Although the RSPCA does not support people keeping introduced or native animals as pets, they do illustrate that in most states of Australia it is legal to have a licence to keep some species[1].  The main issue being that native animals often require special types of environments and feeding which closely resembles the environment that they are the most used to. Unfortunately most people just aren’t equipped to handle the complex requirements that native Australian fauna require.

One of the predominant challenges that people are faced with when attempting to domesticate native animals is that many are nocturnal and they are also often ill-suited towards domestication. Proponents of keeping native fauna as pets often cite conservation as a reason for doing so. A feasibility study by the Australian Government’s Rural Industries Research and Development Corporation assesses the arguments for and against keeping native animals as pets[2].

Arguments against keeping native pets

The risk of cruelty through animal mismanagement

Just like other industries, any step of the supply chain poses a threat to animal welfare.  Not having the right housing, food or behavioural stimuli can cause a great deal of stress in pets. Additionally, dumping of animals that are unwanted can leave these animals prone to attacks from cats or dogs.

Veterinary care, diet and husbandry

Animals that haven’t been properly domesticated behave vastly different to those that have been under the care of humans for thousands of years. Certain native mammals would not make good pets because of their normal ecological requirements which may be difficult to procure in captivity.

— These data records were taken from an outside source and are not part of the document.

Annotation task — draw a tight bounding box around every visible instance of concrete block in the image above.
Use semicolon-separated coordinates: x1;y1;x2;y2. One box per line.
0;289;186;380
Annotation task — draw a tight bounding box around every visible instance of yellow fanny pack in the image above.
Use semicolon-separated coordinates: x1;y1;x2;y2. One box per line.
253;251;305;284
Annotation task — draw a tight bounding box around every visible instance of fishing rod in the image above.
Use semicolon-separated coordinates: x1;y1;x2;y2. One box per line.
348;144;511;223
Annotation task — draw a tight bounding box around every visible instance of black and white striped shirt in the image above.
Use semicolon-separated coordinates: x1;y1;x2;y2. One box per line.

Native animals are used to being prone to predation and thus have a strong ‘fight or flight’ mechanism. This can potentially mean that native fauna who are kept as pets could be highly susceptible to stressful situations which can adversely impact their health.

Large home ranges

There is a great deal of concern about how domesticated native fauna would behave when they are allowed to roam on a large piece of land, whether they would go feral or whether they would consistently return to their owners.

Keeping males separated

Some proponents suggest that having the same gender of a species together can cause issues but there is little evidence to support this claim as breeders report that keeping small groups of the same sex has been achieved without the creation of any adverse issues.

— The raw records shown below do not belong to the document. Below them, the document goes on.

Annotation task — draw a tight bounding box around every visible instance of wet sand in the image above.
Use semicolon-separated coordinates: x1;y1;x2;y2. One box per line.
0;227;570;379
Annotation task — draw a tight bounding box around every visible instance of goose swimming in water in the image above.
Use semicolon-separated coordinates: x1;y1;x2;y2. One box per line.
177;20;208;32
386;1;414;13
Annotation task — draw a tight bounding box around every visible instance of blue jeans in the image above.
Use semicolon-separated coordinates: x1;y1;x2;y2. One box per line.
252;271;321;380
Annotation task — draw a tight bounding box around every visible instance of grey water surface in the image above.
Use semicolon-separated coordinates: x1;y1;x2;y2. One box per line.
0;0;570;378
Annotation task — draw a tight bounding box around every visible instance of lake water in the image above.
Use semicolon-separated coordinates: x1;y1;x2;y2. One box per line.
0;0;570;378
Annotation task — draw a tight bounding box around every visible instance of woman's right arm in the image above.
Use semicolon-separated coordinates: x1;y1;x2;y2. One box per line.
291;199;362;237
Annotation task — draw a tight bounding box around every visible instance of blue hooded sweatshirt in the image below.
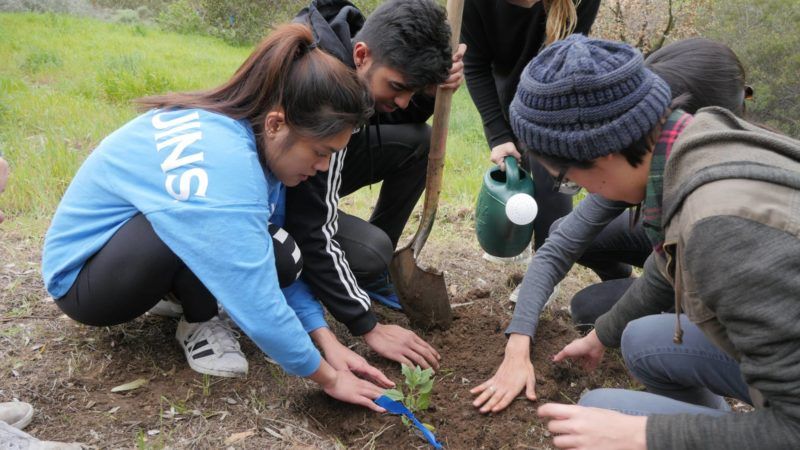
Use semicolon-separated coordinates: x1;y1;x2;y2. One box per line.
42;109;325;376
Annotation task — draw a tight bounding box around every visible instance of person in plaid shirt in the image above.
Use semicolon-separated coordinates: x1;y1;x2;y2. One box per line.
510;36;800;449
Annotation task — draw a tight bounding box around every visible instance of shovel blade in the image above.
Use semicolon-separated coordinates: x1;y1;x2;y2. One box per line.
389;247;453;330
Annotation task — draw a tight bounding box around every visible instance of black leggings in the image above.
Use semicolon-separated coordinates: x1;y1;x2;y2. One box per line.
56;214;302;326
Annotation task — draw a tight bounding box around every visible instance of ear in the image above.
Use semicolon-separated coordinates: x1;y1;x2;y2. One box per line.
264;108;286;137
353;41;372;68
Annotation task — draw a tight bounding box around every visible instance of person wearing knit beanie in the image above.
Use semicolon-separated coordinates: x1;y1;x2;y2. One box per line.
509;35;671;204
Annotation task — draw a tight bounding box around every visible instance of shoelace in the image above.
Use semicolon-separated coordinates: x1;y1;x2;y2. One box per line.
203;318;241;354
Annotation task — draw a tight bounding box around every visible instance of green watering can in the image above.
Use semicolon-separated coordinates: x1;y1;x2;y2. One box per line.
475;156;538;258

With 63,000 dogs and cats being euthanized by the RSPCA each year in New South Wales and hundreds of thousands of pets being abandoned, animal welfare organisations highlight that pet shops and mass-breeding of animals for profit creates a situation where people purchase on impulse and then can suffer from buyer’s remorse and sometimes this can lead to abandonment. There is a concern that the commodification of native fauna can create a situation like this or possibly one where they would be let into the wild where the pets would be unable to fend for themselves.